The second reminder is to be humble. Remember, no matter where you are in life, how successful you may become, or think you have become, you are still a human being, subject to the same fortunes as everyone else. In fact, subject to the same eventual fate.

The third reminder is to be truthful, to avoid hypocrisy. You’ve already admitted a truth most people avoid even in their daily thoughts! “I will die. Everyone will die.” If you can be truthful about this, if you can look it directly in the face without flinching, and accept the relief that comes with it, why would you ever want to be a liar ever again? Why would you ever want to lie to yourself about the time you have with your loved one? Appreciate those moments, cherish them, don’t tell yourself that you will always be able to make it up in the future, because that has never been promised to any of us.

There are many other ways to conduct the Memento Mori. I have only explained the route I have taken in meditating on this subject. In my research I have found many creative and interesting ways that other people have interpreted this Stoic practice. I invite you to try it out, see in what ways it can help you.

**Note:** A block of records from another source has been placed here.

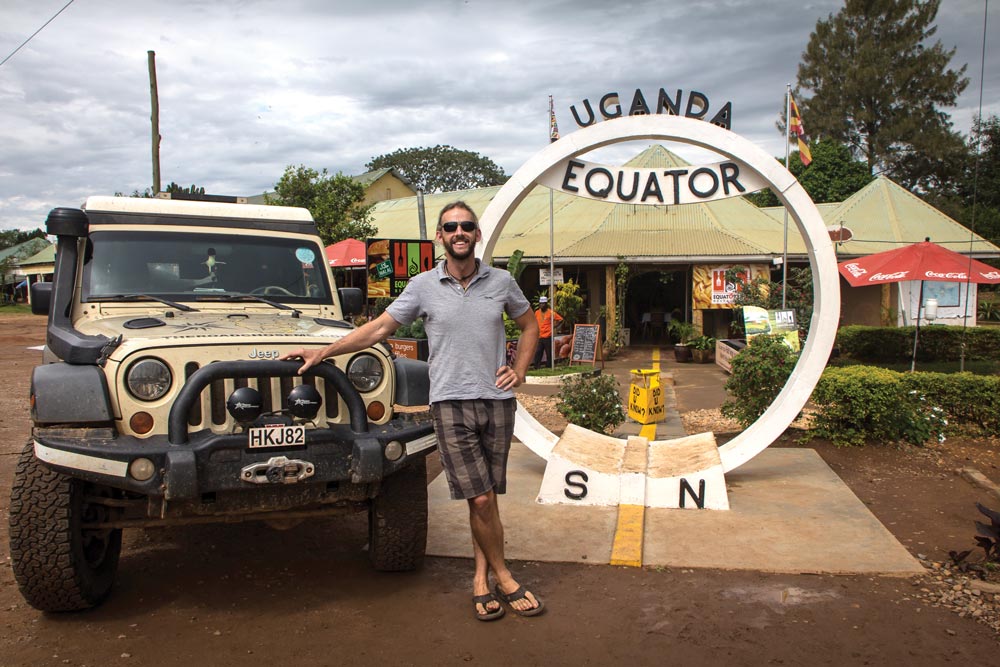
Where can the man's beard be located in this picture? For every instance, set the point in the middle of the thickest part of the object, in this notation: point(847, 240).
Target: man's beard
point(459, 256)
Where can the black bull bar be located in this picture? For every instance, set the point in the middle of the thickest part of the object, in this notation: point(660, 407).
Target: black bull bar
point(219, 370)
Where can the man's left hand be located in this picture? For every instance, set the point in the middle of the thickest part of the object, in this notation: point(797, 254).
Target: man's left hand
point(508, 378)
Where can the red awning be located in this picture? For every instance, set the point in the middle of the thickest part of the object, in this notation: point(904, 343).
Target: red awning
point(920, 261)
point(346, 253)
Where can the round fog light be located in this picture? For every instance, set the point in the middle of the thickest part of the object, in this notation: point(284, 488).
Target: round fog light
point(304, 401)
point(375, 411)
point(394, 450)
point(141, 423)
point(142, 469)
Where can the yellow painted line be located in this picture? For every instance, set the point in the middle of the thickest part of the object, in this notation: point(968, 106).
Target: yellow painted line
point(627, 547)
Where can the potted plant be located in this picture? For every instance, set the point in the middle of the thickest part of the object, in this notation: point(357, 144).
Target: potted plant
point(702, 348)
point(410, 340)
point(681, 331)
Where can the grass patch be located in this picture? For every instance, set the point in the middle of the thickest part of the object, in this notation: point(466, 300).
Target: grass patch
point(561, 370)
point(15, 309)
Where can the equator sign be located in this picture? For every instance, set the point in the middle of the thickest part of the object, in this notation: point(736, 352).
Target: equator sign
point(751, 166)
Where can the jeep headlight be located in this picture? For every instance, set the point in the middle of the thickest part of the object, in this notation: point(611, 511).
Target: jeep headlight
point(148, 379)
point(365, 372)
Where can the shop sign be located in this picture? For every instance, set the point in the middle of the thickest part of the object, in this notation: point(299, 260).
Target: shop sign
point(624, 185)
point(697, 107)
point(392, 262)
point(711, 289)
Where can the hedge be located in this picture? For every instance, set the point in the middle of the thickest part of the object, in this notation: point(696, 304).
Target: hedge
point(859, 403)
point(938, 342)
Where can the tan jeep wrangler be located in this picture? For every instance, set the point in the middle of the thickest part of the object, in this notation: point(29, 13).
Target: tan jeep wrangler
point(162, 400)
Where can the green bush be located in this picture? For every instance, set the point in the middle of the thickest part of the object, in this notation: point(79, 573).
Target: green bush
point(971, 402)
point(860, 403)
point(937, 342)
point(759, 372)
point(413, 330)
point(591, 402)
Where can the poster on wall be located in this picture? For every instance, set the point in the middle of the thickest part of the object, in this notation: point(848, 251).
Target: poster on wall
point(757, 321)
point(711, 289)
point(392, 262)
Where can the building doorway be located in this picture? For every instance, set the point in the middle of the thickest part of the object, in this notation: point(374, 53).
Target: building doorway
point(654, 298)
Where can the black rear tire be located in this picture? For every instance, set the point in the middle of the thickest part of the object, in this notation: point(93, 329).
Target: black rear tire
point(397, 520)
point(60, 564)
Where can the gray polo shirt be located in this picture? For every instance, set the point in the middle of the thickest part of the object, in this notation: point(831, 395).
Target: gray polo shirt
point(464, 328)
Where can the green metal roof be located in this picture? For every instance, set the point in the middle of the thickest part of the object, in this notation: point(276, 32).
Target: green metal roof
point(880, 216)
point(46, 256)
point(25, 249)
point(588, 230)
point(883, 215)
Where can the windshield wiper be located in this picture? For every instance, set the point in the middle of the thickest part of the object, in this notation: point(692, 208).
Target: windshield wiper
point(151, 297)
point(253, 297)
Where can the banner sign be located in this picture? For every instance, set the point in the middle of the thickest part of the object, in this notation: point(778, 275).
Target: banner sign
point(543, 277)
point(710, 289)
point(757, 321)
point(392, 262)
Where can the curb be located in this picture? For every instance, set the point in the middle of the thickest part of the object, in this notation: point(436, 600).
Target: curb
point(979, 479)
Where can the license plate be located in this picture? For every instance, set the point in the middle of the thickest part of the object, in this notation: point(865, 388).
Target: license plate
point(277, 435)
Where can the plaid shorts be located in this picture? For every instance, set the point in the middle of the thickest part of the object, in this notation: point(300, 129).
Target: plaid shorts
point(474, 441)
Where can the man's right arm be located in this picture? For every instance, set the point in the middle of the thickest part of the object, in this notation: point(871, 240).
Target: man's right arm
point(359, 339)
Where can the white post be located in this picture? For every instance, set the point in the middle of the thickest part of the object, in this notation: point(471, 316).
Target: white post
point(788, 166)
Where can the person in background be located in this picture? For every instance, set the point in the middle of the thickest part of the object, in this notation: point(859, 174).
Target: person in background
point(463, 302)
point(544, 317)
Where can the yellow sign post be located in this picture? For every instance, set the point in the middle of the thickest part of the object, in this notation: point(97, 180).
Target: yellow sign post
point(645, 397)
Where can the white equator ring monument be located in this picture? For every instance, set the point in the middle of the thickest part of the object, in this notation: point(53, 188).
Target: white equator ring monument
point(553, 164)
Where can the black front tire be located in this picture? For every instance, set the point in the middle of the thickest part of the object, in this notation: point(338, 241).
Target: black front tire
point(397, 520)
point(60, 563)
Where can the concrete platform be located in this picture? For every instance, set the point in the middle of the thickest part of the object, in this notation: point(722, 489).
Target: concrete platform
point(789, 513)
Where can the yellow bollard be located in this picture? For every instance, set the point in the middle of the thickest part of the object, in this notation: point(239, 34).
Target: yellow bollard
point(645, 396)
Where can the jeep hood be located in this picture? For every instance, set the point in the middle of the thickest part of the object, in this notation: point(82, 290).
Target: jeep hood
point(183, 327)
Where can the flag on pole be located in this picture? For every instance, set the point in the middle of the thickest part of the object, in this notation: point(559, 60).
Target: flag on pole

I appreciate the conversation that my mother had with my daughter. It begins the process by which my daughter can begin to think about her mortality in a clear and practical manner. She will learn to appreciate the time she has and will also appreciate the time she has with her loved ones. It is the first but not last small step for her to become the best version of herself that she can be. I have some work to do as well, to keep that dialogue going, to ensure that she has the proper support and tools to help on her way. After that, the rest will be up to her.

A day later I’m sitting with my oldest having breakfast. She turns to me and says, “Daddy are you old?”

I squint and say, “Eh so so, I’m so so old.”

Oh okay. Daddy, will you die when you get old?”

Eh, yeah, but that’s normal.”

“Oh okay.” Then she finishes eating breakfast and goes to get ready for her day.